八津氏が描くのは、単なる歴史の再現ではなく、人が人としてどう生きるか、どう決断し、どう支え合うかという「生き様」にフォーカスした物語。秀長と秀吉という歴史的な人物の内面にまで踏み込み、それぞれの正義や覚悟を、現代の視点からも共感できる形で描いてくれることでしょう。
大河ファンはもちろん、これまであまり歴史ドラマに触れてこなかった人にも届く、普遍的なテーマとエンタメ性を兼ね備えた作品になりそうです。
収録初日の舞台は山形・慈恩寺!撮影シーンを紹介
2026年大河ドラマ『豊臣兄弟!』の撮影がスタートしたのは、2025年6月5日。ロケ地に選ばれたのは、山形県寒河江市にある名刹・瑞宝山本山慈恩寺(ずいほうざん ほんざん じおんじ)です。
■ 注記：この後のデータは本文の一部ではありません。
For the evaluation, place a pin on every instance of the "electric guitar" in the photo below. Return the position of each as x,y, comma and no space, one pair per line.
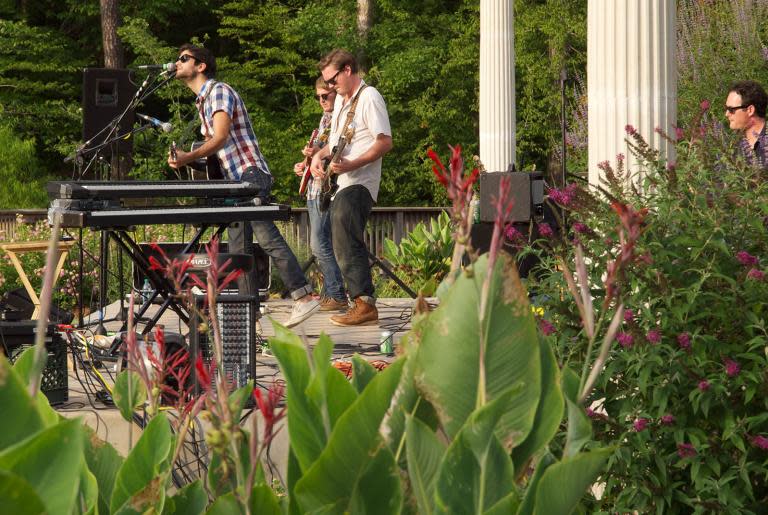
307,174
330,184
210,165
歴史と風格あるこの寺院は、重要文化財にも指定されており、戦国時代の空気感をリアルに再現できるロケーションとして、今回の重要なシーンの舞台に選ばれました。
クランクイン初日に撮影されたのは、物語の起点となる印象的な再会の場面。8年前に出奔し行方不明だった兄・藤吉郎(のちの豊臣秀吉)が、突如として故郷・尾張国中村(現在の名古屋市中村区)に帰還。藤吉郎は「自分は織田信長に仕えている」と語り、亡き父の墓前で弟・小一郎(秀長)に向かって「共に清須へ行き、侍になろう」と誘う——そんな、運命が動き出す瞬間が描かれました。
このシーンは、兄弟の運命の歯車が大きく回り始める「物語の出発点」。尾張中村の農村風景を思わせる慈恩寺の静寂な佇まいが、2人の再会に重みを与え、兄弟の今後を予感させるシーンとして演出されています。
慈恩寺のような歴史的な場所を活用することで、舞台である名古屋・中村区の“空気”をよりリアルに伝え、視聴者を物語の世界へと一気に引き込む演出に仕上がっています。大河ドラマらしい重厚な世界観が、このクランクインの1日で早くも感じられる、そんな印象的なスタートとなりました。
仲野太賀「未知の兄弟役に挑戦」コメント全文
『豊臣兄弟!』で主人公・小一郎(のちの豊臣秀長)を演じる仲野太賀さんは、クランクインを迎えた心境を率直にこう語っています。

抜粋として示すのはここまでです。